Hip-deep into the Scot Harvath series, Brad Thor continues to deliver poignant novels that pull the reader into the middle of the political and espionage-driven world of today. When local authorities are called to a rural community in New Hampshire, they discover four bodies, carelessly slain. The names raise a red flag in the Intelligence community, beginning calls high up the chain of command. With ties to all those slain, one name being suggested as a potential shooter is Scot Harvath, but could he really have killed these people? It turns out not, as Harvath is aboard a covert plane somewhere in Russia, chained to a seat by mercenaries who have no worries about treating their prisoner poorly. When the plane goes down, Harvath is the only survivor, but perhaps not for long. He is in the middle of the Russian wilderness during the height of winter, with only the howling of the wind and wolves to keep him company. If he wants to stay alive, he will have to use all his training to find safety. In Moscow, the news of the crash raises the ire of senior officials, who had hoped for a smooth ‘snatch and grab’ of the Intelligence operative. Now, they will have to locate the wreckage and capture Harvath again. In Washington, those close to Harvath cannot believe that he would be responsible, but know that he was in New Hampshire. They discover that he may have been covertly removed from the country and begin their own mission to extricate him, while not tipping the balance of international diplomacy. Russia has all but declared war on America with such an act, but that is for the politicians to iron out. While working on a plan to get to safety, Harvath will have to survive and stay off the proverbial radar. When he comes to a small community near the Finnish border, he does all he can to stay alive and one step ahead of his captors. The race is on to find Harvath and to the winner comes the spoils. With an international disaster looming below the surface, the new Cold War could be close. Thor delivers again with a stellar novel that keeps the reader on the edge of their seat and Harvath donning a few more scars. Recommended for fans of the series as well as the reader who loves thrillers of an espionage and political flavour.

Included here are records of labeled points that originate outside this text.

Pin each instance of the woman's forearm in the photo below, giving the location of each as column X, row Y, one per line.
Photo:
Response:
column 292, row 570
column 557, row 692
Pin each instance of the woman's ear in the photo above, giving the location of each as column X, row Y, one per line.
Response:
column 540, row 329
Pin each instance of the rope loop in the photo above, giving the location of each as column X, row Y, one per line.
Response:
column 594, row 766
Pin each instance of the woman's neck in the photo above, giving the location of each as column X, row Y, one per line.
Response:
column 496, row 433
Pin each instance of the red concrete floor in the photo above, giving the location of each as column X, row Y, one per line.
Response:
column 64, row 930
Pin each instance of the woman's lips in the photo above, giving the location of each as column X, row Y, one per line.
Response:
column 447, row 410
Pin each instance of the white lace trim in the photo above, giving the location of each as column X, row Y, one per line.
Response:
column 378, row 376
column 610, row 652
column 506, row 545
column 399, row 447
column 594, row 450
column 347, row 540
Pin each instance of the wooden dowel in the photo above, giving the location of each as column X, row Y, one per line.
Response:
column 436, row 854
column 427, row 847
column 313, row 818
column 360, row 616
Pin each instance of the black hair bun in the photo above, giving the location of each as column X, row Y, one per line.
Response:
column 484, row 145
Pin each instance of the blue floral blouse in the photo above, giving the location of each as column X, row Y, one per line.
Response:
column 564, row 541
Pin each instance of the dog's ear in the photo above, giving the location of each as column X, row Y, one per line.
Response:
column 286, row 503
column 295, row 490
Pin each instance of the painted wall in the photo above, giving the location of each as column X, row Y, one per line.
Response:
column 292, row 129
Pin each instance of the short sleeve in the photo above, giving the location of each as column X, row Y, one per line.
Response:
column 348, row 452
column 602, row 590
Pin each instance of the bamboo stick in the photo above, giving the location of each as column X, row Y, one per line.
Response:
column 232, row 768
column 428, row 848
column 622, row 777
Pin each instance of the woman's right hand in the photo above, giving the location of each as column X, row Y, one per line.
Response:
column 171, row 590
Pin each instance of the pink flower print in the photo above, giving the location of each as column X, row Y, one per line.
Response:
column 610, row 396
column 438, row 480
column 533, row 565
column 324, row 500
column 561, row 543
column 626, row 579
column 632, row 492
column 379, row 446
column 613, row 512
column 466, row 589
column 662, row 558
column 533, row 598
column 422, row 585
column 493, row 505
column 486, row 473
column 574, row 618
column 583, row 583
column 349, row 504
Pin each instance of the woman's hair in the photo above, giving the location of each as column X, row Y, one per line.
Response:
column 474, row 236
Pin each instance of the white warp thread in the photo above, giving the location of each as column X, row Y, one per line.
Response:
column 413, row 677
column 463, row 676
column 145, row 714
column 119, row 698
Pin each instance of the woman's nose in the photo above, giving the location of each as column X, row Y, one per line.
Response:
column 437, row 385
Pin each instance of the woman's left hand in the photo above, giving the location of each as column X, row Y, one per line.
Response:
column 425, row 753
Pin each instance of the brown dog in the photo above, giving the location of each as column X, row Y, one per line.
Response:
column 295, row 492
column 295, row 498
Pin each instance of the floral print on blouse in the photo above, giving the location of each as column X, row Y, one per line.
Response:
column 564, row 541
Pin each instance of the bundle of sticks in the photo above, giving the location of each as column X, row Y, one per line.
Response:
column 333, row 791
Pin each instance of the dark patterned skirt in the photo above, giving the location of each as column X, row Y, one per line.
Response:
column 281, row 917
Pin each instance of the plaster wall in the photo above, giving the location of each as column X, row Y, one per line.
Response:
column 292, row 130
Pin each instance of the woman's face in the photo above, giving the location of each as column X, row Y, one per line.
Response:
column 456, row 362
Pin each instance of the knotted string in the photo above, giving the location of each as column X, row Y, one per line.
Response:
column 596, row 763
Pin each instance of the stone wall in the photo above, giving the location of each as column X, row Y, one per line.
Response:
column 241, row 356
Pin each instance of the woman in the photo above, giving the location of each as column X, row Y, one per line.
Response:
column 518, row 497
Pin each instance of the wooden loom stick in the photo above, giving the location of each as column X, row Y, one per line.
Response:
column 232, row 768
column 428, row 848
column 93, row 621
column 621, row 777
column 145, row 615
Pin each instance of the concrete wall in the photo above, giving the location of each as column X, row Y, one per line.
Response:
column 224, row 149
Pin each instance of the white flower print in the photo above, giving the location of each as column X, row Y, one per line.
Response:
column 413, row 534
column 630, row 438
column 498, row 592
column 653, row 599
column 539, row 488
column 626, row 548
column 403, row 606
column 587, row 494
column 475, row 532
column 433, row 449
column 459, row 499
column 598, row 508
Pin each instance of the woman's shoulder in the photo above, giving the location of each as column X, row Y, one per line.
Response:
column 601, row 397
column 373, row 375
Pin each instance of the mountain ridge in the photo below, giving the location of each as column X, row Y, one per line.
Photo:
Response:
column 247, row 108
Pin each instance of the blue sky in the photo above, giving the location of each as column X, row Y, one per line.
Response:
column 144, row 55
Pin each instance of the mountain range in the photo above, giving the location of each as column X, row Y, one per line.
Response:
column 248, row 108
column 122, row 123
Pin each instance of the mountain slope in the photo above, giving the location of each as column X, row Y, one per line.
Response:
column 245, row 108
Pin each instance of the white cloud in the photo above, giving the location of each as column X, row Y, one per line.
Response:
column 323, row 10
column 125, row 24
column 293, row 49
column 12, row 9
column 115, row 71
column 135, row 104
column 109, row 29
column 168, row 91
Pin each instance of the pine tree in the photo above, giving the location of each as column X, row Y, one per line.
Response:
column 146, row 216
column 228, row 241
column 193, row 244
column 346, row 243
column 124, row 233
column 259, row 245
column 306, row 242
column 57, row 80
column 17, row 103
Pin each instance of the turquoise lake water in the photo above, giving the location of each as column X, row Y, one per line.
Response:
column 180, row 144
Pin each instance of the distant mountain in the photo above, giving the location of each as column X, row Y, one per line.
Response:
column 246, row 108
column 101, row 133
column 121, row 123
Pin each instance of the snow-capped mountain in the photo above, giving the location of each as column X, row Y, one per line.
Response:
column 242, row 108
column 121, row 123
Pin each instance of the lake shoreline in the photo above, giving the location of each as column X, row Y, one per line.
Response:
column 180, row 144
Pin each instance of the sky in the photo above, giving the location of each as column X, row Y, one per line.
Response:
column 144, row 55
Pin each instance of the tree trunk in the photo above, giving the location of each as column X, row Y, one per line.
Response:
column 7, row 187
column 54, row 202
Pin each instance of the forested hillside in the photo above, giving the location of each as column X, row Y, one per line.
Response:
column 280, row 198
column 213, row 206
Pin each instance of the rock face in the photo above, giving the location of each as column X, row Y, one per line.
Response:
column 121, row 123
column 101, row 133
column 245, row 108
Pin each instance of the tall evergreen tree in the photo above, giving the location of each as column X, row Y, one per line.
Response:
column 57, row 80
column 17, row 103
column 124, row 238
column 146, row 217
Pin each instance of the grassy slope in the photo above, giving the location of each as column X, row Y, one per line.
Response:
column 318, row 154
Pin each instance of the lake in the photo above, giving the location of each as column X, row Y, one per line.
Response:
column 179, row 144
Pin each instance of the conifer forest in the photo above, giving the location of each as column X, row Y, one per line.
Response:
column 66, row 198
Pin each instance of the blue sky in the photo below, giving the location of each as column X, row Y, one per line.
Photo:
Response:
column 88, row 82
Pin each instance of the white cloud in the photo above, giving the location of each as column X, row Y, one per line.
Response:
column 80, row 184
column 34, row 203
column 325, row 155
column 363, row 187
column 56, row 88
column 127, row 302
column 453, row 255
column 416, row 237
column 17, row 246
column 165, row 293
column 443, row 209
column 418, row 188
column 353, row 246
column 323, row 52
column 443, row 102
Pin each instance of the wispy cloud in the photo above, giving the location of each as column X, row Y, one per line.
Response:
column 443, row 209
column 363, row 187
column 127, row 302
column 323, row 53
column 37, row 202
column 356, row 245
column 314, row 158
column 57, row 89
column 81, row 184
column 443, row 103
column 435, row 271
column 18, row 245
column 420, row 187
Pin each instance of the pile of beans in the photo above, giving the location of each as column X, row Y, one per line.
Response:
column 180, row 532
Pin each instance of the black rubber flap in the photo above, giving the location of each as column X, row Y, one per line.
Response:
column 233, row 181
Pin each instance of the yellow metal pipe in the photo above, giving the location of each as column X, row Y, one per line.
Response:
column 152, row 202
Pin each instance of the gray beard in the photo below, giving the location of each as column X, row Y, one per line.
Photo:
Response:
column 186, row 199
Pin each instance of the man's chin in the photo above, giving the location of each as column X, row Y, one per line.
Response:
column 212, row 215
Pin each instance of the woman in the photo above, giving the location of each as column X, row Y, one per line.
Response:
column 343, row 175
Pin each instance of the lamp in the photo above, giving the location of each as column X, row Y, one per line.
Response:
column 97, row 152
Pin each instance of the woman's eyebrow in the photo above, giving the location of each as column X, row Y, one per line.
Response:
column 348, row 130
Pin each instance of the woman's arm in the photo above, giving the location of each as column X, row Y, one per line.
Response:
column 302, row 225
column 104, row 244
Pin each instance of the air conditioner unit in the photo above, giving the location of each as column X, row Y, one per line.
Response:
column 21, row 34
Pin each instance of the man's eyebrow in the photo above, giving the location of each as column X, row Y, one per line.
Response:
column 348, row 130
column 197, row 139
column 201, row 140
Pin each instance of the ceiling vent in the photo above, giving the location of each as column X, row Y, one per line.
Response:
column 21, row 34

I have loved most every one of the Harvath thrillers that Thor has penned, finding myself in the middle of their action and political fallout. Thor is able to capture the essence of the story and add his own political flavouring, which keeps the reader wondering if this could actually happen in today’s world. Harvath has lasted for eighteen previous novels, so his scars are plentiful and his stubbornness on point. The reader can sense something else fuelling him in this piece, that being the loss of (another) loved one to those who would see him destroyed. While somewhat reflective on all that he has done in life, there is also a strong sense that Harvath needs to bring about revenge for the loss of a loved one. Thor adds some other interesting information tied to the gathering in New Hampshire, which the reader can discover as they make their way through the narrative. Packed with many returning characters, Thor entertains with some of the unique individuals who appear in many of the nineteen books this series have been published. These characters work well together and blend effectively to create a strong narrative and exciting story. Speaking of the story, it remains strong and kept moving in a forward direction, offering interesting perspectives for those who enjoy espionage with a political angle. Thor has been able to keep his stories strong and uses the current political and social situation to fuel the narrative, rather than relying on past—read: Islamic terror—themes that have long since been flogged to death. While I know the aches and pains must be getting quite troublesome, I wonder if there is another novel or two left in Scot Harvath, or ideas that Thor still wants to tackle.
Kudos, Mr. Thor, for a wonderful addition to the series. I cannot wait to see what else you have for us and hope your fans enjoy this piece as much as I did.